Ernest Hemingway’s terse prose style might seem clichéd today, but his short, declarative sentences and beneath-the-surface meaning were groundbreaking in his time. Here are four novels and a short-story collection that are essential reading.
‘The Sun Also Rises’ (1926)
His first novel is the love story of Jake Barnes, who suffered a tragic war wound, and the promiscuous Lady Brett Ashley, who has an affair with a much younger man, a matador. It’s all set against bullfighting and the running of the bulls in Spain.
‘For Whom the Bell Tolls’ (1940)
An American, Robert Jordan, goes to help fight the Spanish Civil War and is tasked with blowing up a bridge. He finds love, betrayal, heroism and death.

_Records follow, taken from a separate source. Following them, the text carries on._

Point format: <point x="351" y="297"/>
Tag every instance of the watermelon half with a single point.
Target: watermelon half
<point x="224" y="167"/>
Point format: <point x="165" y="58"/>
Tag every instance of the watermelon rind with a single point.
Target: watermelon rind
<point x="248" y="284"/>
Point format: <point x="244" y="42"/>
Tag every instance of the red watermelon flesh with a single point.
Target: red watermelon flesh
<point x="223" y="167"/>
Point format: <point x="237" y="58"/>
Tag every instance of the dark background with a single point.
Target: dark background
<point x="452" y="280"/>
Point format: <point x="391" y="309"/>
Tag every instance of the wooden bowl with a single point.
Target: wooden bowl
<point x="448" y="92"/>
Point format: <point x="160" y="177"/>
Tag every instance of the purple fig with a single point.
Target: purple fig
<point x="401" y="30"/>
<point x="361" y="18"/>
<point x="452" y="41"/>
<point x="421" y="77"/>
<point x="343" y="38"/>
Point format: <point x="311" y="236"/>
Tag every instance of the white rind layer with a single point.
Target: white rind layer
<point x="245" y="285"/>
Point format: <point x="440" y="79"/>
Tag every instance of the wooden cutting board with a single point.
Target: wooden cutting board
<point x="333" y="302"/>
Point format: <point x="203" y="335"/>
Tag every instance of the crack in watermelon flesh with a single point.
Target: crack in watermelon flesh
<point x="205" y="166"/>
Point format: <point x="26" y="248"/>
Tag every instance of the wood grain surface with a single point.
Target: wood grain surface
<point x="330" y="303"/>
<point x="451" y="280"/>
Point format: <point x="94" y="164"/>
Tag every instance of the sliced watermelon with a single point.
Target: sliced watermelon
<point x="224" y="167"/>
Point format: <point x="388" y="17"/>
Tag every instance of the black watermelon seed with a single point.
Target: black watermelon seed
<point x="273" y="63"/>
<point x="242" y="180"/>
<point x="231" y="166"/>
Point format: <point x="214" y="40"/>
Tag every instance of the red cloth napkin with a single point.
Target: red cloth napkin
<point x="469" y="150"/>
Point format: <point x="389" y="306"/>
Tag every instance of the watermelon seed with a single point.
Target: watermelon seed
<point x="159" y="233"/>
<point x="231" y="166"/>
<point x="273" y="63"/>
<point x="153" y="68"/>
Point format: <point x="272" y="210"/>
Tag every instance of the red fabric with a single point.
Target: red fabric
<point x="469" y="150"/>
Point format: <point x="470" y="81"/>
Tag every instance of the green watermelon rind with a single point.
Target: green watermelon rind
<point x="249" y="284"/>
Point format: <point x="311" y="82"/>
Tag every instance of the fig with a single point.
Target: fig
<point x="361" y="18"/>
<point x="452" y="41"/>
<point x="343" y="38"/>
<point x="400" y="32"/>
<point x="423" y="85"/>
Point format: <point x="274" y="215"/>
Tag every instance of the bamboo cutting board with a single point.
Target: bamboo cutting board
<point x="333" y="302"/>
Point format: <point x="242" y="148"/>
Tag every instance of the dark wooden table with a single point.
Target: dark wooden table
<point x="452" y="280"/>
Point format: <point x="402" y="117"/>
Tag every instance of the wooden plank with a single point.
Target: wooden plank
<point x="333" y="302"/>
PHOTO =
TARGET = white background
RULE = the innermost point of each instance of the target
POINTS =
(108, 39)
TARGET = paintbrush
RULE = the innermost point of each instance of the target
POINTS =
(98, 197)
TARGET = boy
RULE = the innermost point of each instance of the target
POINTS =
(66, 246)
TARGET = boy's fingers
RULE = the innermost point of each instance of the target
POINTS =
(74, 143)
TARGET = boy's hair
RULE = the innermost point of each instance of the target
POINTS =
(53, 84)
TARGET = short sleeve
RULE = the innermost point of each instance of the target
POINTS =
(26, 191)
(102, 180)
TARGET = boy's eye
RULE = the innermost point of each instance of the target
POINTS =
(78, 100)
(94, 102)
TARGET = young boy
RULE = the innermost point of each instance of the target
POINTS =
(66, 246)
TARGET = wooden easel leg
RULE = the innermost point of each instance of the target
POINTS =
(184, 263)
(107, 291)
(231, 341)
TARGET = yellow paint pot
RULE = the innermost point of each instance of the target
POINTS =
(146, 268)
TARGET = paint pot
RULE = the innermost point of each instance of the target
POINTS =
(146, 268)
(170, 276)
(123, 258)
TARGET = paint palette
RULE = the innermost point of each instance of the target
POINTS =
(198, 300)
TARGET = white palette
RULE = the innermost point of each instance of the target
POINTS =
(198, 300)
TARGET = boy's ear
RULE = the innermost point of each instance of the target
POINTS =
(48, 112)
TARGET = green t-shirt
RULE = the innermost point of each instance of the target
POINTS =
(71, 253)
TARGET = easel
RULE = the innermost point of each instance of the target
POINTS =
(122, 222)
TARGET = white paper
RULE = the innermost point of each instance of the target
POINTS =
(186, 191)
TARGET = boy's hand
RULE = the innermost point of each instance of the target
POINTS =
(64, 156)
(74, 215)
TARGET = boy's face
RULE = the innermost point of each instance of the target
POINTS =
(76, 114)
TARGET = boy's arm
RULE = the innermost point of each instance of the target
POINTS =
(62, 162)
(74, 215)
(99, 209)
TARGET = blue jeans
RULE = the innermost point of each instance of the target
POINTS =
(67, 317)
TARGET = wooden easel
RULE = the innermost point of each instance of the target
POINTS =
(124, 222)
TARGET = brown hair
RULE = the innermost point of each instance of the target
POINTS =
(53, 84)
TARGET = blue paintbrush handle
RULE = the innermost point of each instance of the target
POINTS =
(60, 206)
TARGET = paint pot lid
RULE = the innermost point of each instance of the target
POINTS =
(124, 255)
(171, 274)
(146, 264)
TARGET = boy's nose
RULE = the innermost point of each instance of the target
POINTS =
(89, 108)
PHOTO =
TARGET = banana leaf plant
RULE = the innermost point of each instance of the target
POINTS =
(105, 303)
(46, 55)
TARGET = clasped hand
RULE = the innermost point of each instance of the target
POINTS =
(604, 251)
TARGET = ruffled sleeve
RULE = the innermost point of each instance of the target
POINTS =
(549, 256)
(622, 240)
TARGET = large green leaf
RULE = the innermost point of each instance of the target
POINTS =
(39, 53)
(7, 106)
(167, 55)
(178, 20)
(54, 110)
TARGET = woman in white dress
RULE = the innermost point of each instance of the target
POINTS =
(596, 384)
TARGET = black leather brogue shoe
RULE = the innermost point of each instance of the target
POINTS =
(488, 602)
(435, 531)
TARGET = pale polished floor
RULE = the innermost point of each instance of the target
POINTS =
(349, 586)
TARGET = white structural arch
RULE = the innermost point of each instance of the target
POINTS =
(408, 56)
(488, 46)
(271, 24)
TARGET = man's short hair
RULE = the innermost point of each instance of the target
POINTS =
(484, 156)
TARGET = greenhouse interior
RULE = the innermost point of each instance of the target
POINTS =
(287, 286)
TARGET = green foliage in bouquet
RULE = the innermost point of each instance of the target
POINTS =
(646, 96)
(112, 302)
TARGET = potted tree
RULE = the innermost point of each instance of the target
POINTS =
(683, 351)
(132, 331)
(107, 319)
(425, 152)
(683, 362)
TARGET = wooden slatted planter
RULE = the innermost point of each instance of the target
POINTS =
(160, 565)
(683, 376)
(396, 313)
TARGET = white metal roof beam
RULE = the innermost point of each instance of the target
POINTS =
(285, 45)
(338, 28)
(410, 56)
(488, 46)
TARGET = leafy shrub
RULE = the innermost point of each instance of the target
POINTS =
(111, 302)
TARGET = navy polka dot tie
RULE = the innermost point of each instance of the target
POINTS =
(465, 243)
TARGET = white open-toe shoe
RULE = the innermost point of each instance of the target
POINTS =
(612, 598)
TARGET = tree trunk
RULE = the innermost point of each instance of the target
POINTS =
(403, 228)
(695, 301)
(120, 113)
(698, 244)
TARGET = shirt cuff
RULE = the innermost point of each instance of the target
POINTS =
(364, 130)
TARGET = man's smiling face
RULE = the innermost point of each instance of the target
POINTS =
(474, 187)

‘A Farewell to Arms’ (1929)
American Frederic Henry falls in love with nurse Catherine Barkley while working as an ambulance driver in Italy during World War I. After he is badly injured, they flee to Switzerland, where she dies in childbirth. A brutal, unsentimental novel of pain, love and war.
‘The Old Man and the Sea’ (1952)
An epic battle between Cuban fisherman Santiago and a giant marlin. The novel won the Pulitzer Prize for Fiction and contributed to Hemingway’s winning the Nobel Prize in literature in 1954.
‘Men Without Women’ (1927)
This collection includes “Hills Like White Elephants,” a quintessential Hemingway story in which a man and a woman share a drink and a cryptic talk — but so much more goes on.